System events are scheduled or unexpected events that affect the running status of an ECS instance. Specifically, system events refer to events that involve restarting, stopping, or releasing ECS ​​instances due to such actions as system update, system maintenance, an illegal operation, system failure, hardware/software failure, an expiring Subscription instance, or an overdue payment.

Overview

After you purchase your required ECS instances, complete their initial configurations, and deploy your services, maintaining the health of your ECS instances is crucial to the running of your services. To guarantee system performance and the security of your assets, ECS regularly reviews the health of the physical servers where your ECS instances reside. If ECS detects any hardware/software faults or potential risks on the physical servers, your instances will be migrated to healthy servers in real time. During such maintenance tasks, your instances will not be affected and you will not receive any notifications.

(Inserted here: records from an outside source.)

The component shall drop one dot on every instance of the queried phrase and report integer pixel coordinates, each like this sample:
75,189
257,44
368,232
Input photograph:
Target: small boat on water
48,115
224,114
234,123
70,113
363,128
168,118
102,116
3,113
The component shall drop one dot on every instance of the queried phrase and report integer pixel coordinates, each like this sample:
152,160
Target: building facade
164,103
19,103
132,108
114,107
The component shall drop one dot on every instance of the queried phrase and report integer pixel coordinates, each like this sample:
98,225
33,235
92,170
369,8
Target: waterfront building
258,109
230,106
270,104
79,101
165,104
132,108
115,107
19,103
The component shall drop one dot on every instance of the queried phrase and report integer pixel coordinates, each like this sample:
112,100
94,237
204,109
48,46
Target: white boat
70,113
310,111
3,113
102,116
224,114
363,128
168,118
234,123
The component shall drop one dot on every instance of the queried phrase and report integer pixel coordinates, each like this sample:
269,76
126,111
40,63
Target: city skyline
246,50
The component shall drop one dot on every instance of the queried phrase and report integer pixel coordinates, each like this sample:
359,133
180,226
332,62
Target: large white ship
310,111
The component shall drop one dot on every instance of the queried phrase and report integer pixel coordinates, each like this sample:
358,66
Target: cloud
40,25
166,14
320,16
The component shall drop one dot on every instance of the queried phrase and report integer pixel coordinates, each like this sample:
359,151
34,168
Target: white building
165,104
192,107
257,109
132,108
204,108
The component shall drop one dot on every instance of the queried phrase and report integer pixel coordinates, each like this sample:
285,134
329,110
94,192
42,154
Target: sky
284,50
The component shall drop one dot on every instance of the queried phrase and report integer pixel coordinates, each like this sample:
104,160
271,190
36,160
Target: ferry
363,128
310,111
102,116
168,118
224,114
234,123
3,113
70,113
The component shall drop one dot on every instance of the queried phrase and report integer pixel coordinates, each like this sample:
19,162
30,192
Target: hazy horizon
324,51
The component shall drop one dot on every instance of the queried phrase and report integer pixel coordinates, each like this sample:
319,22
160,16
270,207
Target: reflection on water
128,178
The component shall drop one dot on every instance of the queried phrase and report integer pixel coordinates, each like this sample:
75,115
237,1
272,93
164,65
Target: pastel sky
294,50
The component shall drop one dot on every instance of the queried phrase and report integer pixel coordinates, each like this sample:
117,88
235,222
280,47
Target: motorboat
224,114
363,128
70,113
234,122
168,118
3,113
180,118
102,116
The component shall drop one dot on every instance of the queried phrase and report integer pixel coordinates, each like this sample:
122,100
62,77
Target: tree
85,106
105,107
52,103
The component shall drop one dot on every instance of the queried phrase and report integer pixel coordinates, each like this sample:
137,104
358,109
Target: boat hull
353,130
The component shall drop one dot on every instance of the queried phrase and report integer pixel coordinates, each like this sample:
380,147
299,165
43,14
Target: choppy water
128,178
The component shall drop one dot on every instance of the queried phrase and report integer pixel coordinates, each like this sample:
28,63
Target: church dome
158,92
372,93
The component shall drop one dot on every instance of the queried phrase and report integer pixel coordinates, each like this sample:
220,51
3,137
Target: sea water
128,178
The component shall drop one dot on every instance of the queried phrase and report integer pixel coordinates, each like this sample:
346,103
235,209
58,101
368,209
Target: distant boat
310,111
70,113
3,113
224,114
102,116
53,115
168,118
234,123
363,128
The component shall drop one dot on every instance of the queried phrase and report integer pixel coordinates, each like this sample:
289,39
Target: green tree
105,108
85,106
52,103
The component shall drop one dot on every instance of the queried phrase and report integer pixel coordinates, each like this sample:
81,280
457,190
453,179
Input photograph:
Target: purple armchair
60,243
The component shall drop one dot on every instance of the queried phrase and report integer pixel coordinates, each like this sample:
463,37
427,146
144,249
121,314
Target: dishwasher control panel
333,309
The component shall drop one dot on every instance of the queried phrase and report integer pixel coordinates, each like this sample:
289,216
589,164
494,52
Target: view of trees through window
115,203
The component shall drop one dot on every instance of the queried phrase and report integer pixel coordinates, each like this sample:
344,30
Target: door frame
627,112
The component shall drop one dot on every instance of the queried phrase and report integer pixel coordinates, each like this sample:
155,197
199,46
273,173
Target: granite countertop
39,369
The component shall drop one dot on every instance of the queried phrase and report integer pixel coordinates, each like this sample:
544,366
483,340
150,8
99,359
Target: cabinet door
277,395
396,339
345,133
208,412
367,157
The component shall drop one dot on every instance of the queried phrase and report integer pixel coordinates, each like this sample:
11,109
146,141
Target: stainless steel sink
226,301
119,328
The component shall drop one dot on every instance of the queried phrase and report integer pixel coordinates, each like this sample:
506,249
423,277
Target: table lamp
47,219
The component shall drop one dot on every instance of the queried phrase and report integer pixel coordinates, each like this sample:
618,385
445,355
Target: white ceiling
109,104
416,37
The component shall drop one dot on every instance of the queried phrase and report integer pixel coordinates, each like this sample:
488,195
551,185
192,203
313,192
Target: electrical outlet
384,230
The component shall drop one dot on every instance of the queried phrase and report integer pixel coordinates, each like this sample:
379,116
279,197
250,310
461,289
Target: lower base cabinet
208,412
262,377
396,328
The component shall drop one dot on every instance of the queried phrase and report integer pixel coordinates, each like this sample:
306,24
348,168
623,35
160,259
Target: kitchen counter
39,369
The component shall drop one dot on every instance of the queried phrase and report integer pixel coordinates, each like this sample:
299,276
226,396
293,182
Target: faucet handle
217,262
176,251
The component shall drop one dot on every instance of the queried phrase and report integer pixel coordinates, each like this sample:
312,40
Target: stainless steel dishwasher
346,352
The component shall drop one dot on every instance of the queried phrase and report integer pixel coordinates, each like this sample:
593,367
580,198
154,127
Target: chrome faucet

If a system event occurs, ECS will send you a notification, information about the recommended handling actions, and the time at which ECS is scheduled to perform these actions. For scheduled system events, ECS will send a notification to you that includes information such as the impact of the system event on your instances and the expected execution time. To prevent any detrimental impacts to your services, we recommend that you back up your data and redistribute inbound traffic before handling system events. After a system event is handled, you can query the historical system events of the past seven days for further analysis and review.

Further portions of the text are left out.